Broader implications need to be considered, too. Community is built not only through structured interactions but also through small, informal moments, shared experiences, chance encounters, and a sense of belonging. 

If more of our interactions become mediated by AI, these moments will diminish. It is crucial that we ensure both co-exist side by side, where we continue to enjoy banter and connection in real life while also looking to AI for advice in moderation. 

But connections often require a degree of mutual dependence, which may erode with overreliance on AI for support.

My concerns about the negative impact of AI on relationships are predictions, not certainties. But uncertainty does not make them insignificant.

I am not alone in these concerns. American technology ethicist Tristan Harris, who formerly worked at Google’s persuasive technologies department and trained with the founders of Instagram, has consistently highlighted the psychological impact of persuasive technologies, systems designed not only to serve us but to capture and hold our attention. 

His growing worry is that technological advancement is outpacing our ability to understand its consequences fully.

He also argues that AI is being rolled out without proper testing on its psychological effects, especially on young people. He warns we are exposing children to systems that are “stranger than strangers”, intelligent but not human, without knowing the consequences.

Harris says the renowned American biologist Edward O Wilson’s comment on humanity navigating modern life with “palaeolithic brains, medieval institutions, and godlike technologies” is more relevant than ever, given the challenges of adapting to AI.

The difficulty is not merely the technology itself, but the speed at which it evolves relative to our capacity to adapt.

Saving human experience

So what can we do as parents?

Rejecting technology is not the answer. That would be neither realistic nor feasible. AI is already embedded in many aspects of children’s daily lives, including their education and social worlds. 

But we do need to be intentional about preserving the human experiences that support their psychological wellbeing. This intent means ensuring that children continue to engage in real-world relationships, learn to tolerate boredom, and develop the ability to distinguish authentic from artificial interactions. 

According to a 2026 Unesco report, some European programmes (for example, Denmark’s TVET frameworks and teacher training courses) embed AI literacy directly into education. But it’s too early to assess the effectiveness of any of these programmes.

Fast-evolving AI also requires us, as adults, to reflect on our own behaviour. If we begin to outsource thinking, decision-making, or emotional support to bots, we model a pattern that children will follow.

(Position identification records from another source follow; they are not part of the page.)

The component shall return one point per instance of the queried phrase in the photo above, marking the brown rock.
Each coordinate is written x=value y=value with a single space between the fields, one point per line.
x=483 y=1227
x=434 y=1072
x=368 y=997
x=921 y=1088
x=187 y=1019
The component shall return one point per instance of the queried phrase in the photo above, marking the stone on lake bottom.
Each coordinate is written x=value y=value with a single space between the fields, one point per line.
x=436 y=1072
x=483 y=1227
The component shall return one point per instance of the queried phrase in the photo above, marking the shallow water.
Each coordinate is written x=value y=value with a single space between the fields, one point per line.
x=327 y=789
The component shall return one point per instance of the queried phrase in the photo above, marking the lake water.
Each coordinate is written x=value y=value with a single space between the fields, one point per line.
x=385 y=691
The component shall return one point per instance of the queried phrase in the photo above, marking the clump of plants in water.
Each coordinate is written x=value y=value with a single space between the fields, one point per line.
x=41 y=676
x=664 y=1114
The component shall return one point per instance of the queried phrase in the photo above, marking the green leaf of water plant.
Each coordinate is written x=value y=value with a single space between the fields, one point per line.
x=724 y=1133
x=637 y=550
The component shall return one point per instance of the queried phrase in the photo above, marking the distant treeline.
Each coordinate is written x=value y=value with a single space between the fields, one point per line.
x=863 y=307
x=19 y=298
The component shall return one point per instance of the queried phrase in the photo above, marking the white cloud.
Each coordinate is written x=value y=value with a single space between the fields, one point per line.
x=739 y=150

Perhaps most importantly, it requires a shift in how we respond to early warnings of the potential negative impacts of AI. Rather than dismissing them as speculative, we might treat them as opportunities, not to panic but to prepare.

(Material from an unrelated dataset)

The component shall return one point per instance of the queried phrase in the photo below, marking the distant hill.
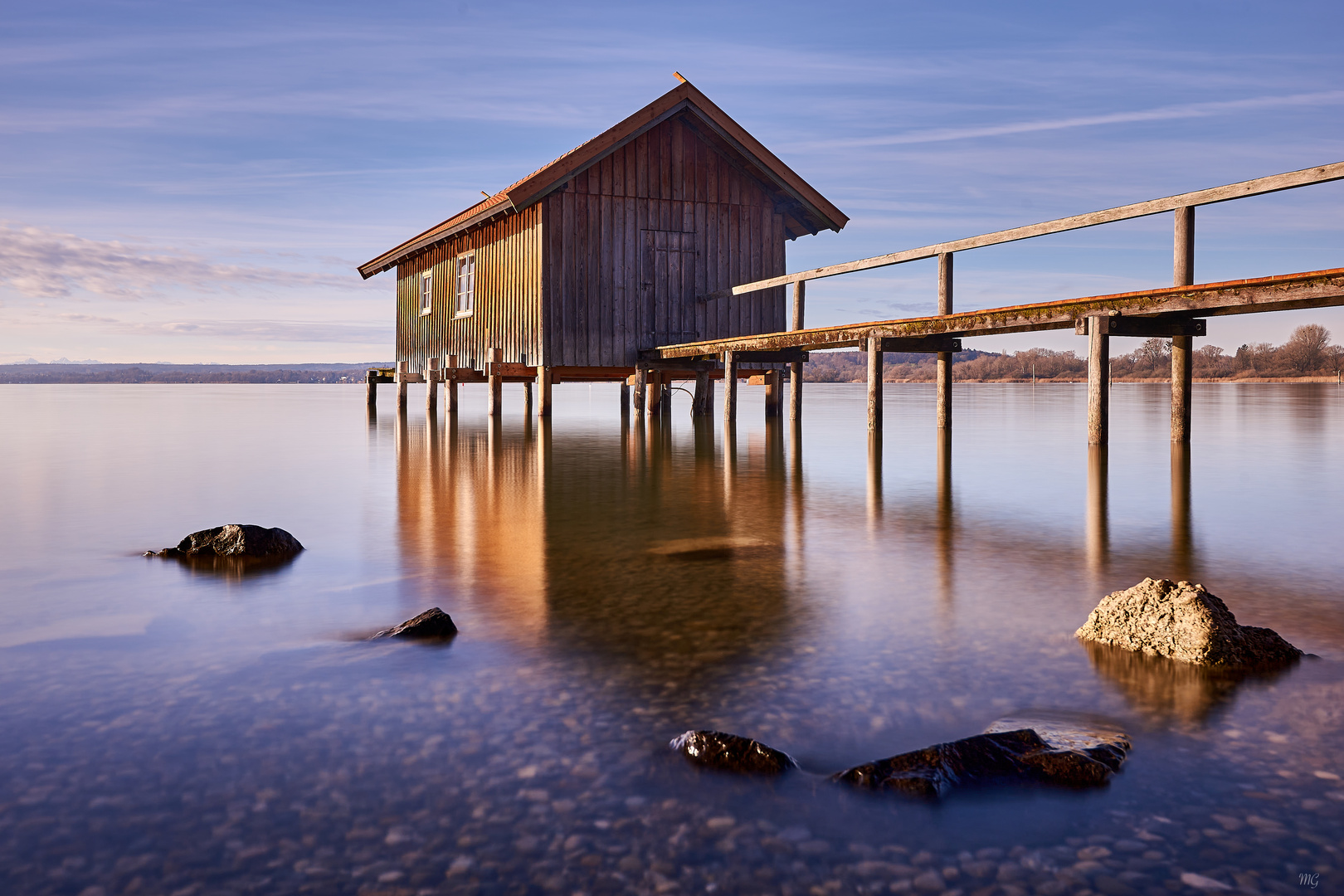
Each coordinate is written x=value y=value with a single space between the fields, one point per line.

Parenting has always meant anticipating risk and guiding children through uncertainty. What has changed is the pace of that uncertainty. We are now raising children for a future that is evolving in real time.

Our fast-changing world calls for a willingness to act before we are entirely certain of the negative impacts of AI. History suggests that waiting for certainty often comes at a cost.

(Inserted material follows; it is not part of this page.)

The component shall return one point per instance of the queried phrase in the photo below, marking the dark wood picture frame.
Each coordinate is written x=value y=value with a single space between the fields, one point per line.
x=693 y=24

Harris has warned of the possibility of an “anti-human future”, one that prioritises efficiency over empathy and prediction over presence. If that is a possibility, our response should not be withdrawal but intention. 

We need to be role models for our children by being more deliberately human. We need to demonstrate how we prioritise relationships that require effort, value presence over efficiency, depth over speed, and authenticity over simulation. 

If they don’t see us valuing those human aspects, they’re unlikely to. Relating to each other in person and in real time is central to the world we create. 

The future is not something that simply happens to us. It is something we help shape through the way we live, connect, and raise the next generation. And for now, at least, those choices remain ours to make.